Les loisirs et fêtes populaires sont très présents dans son œuvre, mais l'impression est là aussi triste, inquiétante : 1906 Les « chulos »[21], 1915 Nuit de Noël[22], 1918 L'Aveugle aux romances[23], 1919 Le Cirque[24], 1926 Les Boxeurs[25]. Ses toreros sont plus statiques qu'héroïques : 1931 Les Toreras[26], 1932 El Lechuga et sa quadrille[27], 1936 L'Arrastre[28]. À partir des années 1930, il développe inlassablement le thème du carnaval et des masques, sa création prenant un tour ironique et grotesque qui le rapproche nettement de l'expressionnisme de James Ensor : 1932 Géants[29], 1932 Masques[30], 1935 Carnaval dans un village[31], 1943 Têtes et masques[32], 1943 Atelier de masques[33].
Solana réalisa aussi des gravures à l'eau-forte qui à de rares exceptions près reprennent toutes fidèlement l'iconographie des tableaux.
C'est la Fondation Santander qui réunit la plus importante collection d'œuvres de l'artiste, exposée à Boadilla del Monte (Madrid)[34]. Le Musée Reina Sofía possède également une dizaine de tableaux, et a organisé en 2004 la dernière rétrospective d'envergure ; selon ses commissaires María José Salazar et Andrés Trapiello, l'œuvre de José Solana « est, au fond, une métaphore de l'impossible modernisation de l'Espagne »[35].
Comme écrivain, il possède un style analogue qui associe de grandes qualités descriptives, de vigueur et d'énergie, au pittoresque et au folklorique.
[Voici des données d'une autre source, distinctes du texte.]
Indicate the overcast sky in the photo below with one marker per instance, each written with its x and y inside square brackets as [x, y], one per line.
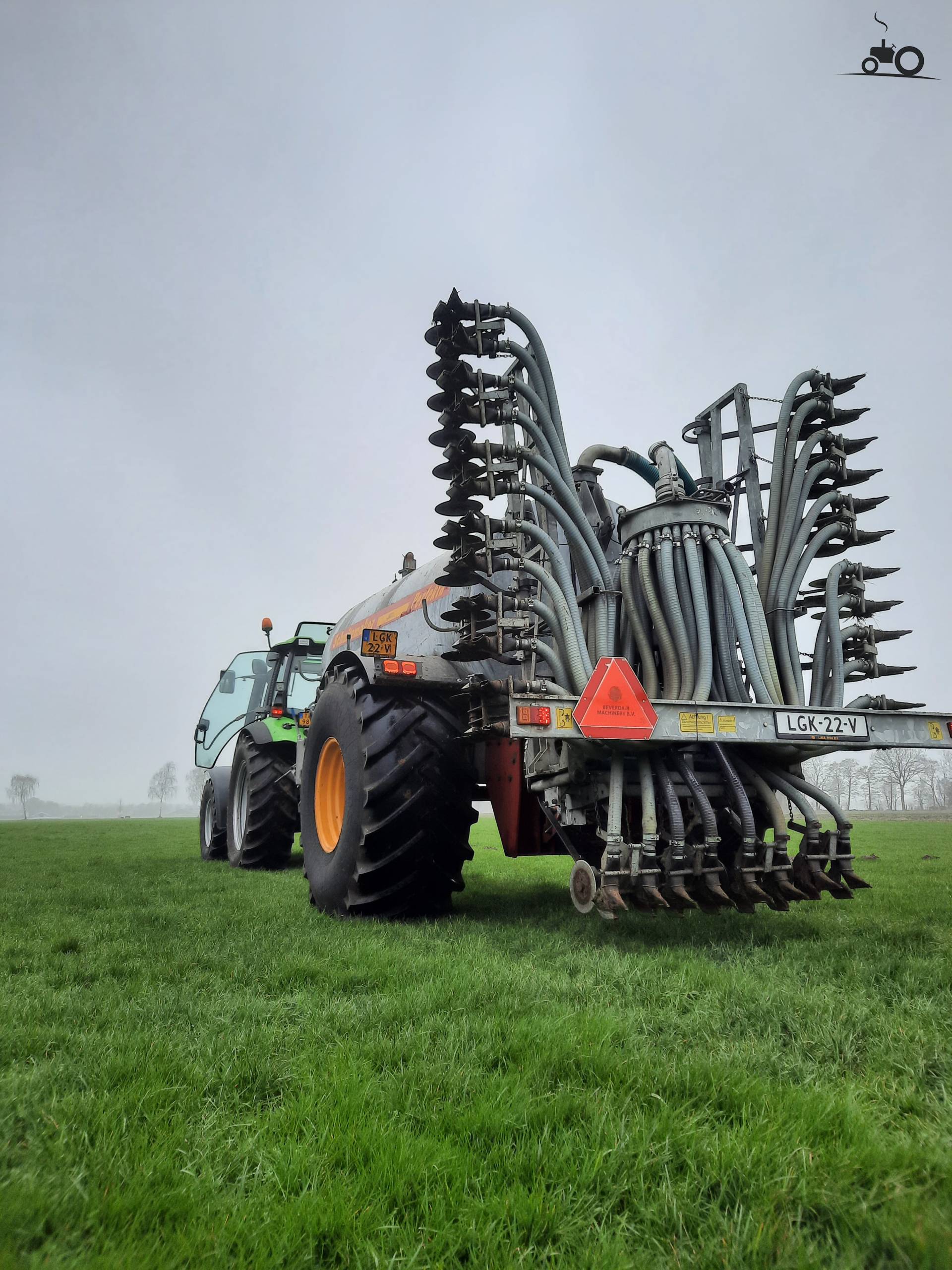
[224, 228]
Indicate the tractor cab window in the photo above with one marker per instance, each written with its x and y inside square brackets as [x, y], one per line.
[240, 689]
[305, 677]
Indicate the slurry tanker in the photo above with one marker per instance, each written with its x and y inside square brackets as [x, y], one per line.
[624, 683]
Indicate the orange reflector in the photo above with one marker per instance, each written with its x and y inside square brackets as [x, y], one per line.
[541, 717]
[615, 706]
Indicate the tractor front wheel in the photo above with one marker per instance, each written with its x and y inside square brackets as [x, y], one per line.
[212, 840]
[262, 806]
[386, 802]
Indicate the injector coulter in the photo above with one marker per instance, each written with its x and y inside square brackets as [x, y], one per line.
[625, 683]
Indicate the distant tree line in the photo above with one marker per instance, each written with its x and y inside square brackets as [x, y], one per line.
[889, 780]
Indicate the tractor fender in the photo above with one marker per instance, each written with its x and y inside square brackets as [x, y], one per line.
[433, 671]
[263, 734]
[220, 779]
[363, 666]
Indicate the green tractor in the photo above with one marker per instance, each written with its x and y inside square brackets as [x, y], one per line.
[249, 811]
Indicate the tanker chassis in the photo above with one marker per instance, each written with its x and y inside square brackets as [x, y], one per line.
[624, 684]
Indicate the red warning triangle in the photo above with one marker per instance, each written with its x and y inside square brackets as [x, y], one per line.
[613, 705]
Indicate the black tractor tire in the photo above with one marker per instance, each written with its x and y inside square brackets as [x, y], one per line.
[262, 815]
[214, 841]
[403, 820]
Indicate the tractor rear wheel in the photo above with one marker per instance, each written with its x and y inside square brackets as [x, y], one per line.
[386, 802]
[262, 806]
[212, 840]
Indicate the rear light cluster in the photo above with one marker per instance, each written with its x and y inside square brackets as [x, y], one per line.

La majorité de ses livres sont des livres de voyage, comme Madrid: escenas y costumbres (1913 et 1918, 2 vols.), La España negra, 1920, Madrid callejero, 1923, Dos pueblos de Castilla, 1925 et Paris, 1938. Il a écrit aussi un roman Florencio Cornejo (1926). Ses œuvres complètes ont été édités par le prix Nobel de littérature Camilo José Cela en 1961.